Let’s say that we have had our StoreServ in and running for a few months and everything has been ‘tickety boo’ until we have an error or as I prefer to call it a ‘man down’ scenario.
What are the issues we are going to encounter? Well these can be broken down into three areas.
1. Configuration Errors
Err we the awesome StoreServ administrator has configured the 3PAR in an unsupported manner.
2. Component Failure
Not so bad, as it wasn’t caused by us! We have a component failure e.g. DIMM, Drive etc
3. Data Path
We have an interconnect failure or perhaps even faulty e.g. SAS cable
In the following section we are going to cover these in a little more detail.
These would mostly come from incorrect cabling, adding more cages than is supported and adding a cage to the wrong enclosure. The good news is that configuration errors are detected by the StoreServ and you will receive an alert.
Let’s say that you have cabled incorrectly, most likely if you loose a cage, then you will loose connectivity to all the other cages downstream. The correct cabling diagram is shown below.
Fixing an issue where you have to many Disk Enclosures above the supported maximum e.g. six enclosure on a StoreServ 7200 two node, this is pretty simple, unplug it!
It’s pretty obvious really, but make sure that all your devices are supported, two which aren’t are:
- SAS connected SATA drives
I think the first thing to remember is that connectivity issues can be caused by component failures.
Components can be broken down into two areas Cage and Data Path. The good news is that if everything is cabled correctly we have dual paths. The only exception to this is the back plane.

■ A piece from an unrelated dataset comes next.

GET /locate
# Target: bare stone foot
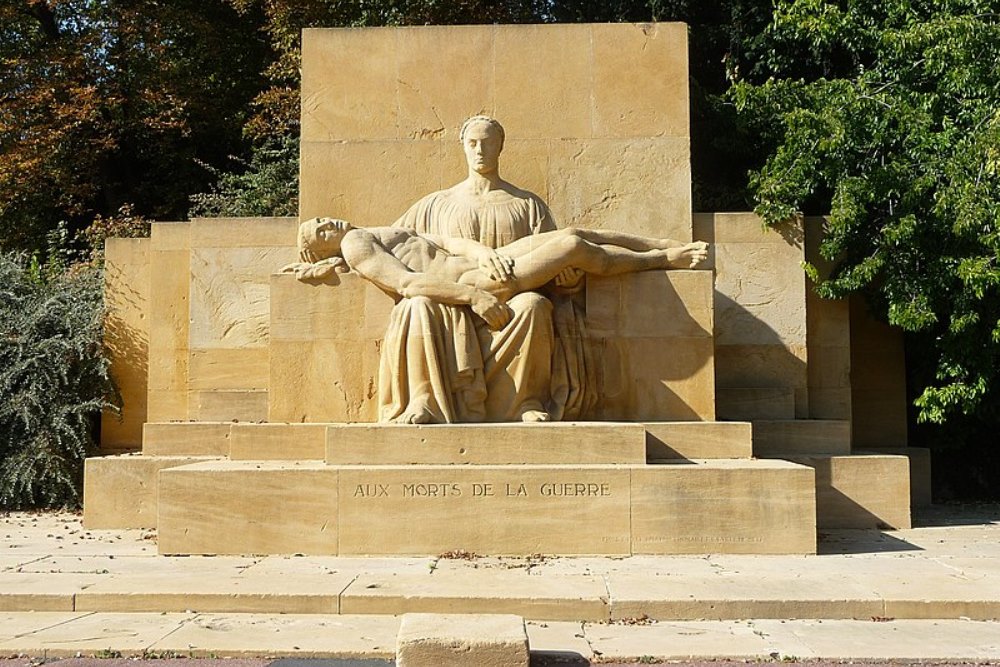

Any failure of a Cage component e.g. Power Supply, Fan, Battery, Interface Card, will result in an alarm and an Amber LED being displayed until the component can be replaced.
Right so what happens then if we have a back plane failure? Well if it’s the original StoreServe 7000 enclosure you want to shut the system down and phone HP!
If you a Disk Enclosure back plan failure then your choices are as follows:
- If you have enough space on existing disks, then the disks can be vacated and the back plane replaced.
- If you don’t have enough space on existing disks, but another Disk Enclosure can be added. Then add another Disk Enclosure, vacate the disks and then remove the failed Disk Enclosure.
- If you have no space and you cannot add another Disk Enclosure, then err work quickly!
Data Path Faults
The data path is essentially the SAS interconnects. It is comprised of:
- SAS Controller or HBA
- SAS Port
- SAS Expander (Drive Enclosures)
- SAS Drives
- SAS Cables
W e have two types of ‘phy’ ports, narrow and wide. Narrow consists of a single physical interconnect and wide consists of two physical interconnects. I prefer working in pictures as they make more sense to me.
We can see the SAS Controller and Disk Enclosures are connected via 4 x Wide Physical Ports (Phys). Whereas the individual Disk Drives are connected to SAS Expander (Drive Enclosure) the by a 1 x Narrow Physical Port (phys).
In exactly the same way as we can have ethernet alignment mismatches when negotiating e.g. 2 x 1 Gb links, one negotiates at 100 Mb Half Duplex the same occurrence can happen with SAS. eg. 4 x Wide Ports into 4 x Wide Ports and one port doesn’t negotiate correctly.
If you do receive a mismatch then this will result in poorer performance, CRC errors or device resets.
Perhaps one of the hardest issues to resolve are intermittent errors which only become apparent when the StoreServ is under load. In the above scenario where we have 4 x Wide Ports connected to another 4 x Wide Ports but one port hasn’t negotiated correctly then it’s won’t be until we need to utilize 75% or more of the link that we experience the problem. The good news is that these issues can be detected in the ‘phy error log’.
To view the link connection speeds issue the command showport -c
Naturally the link speeds should represent your fabric interconnects.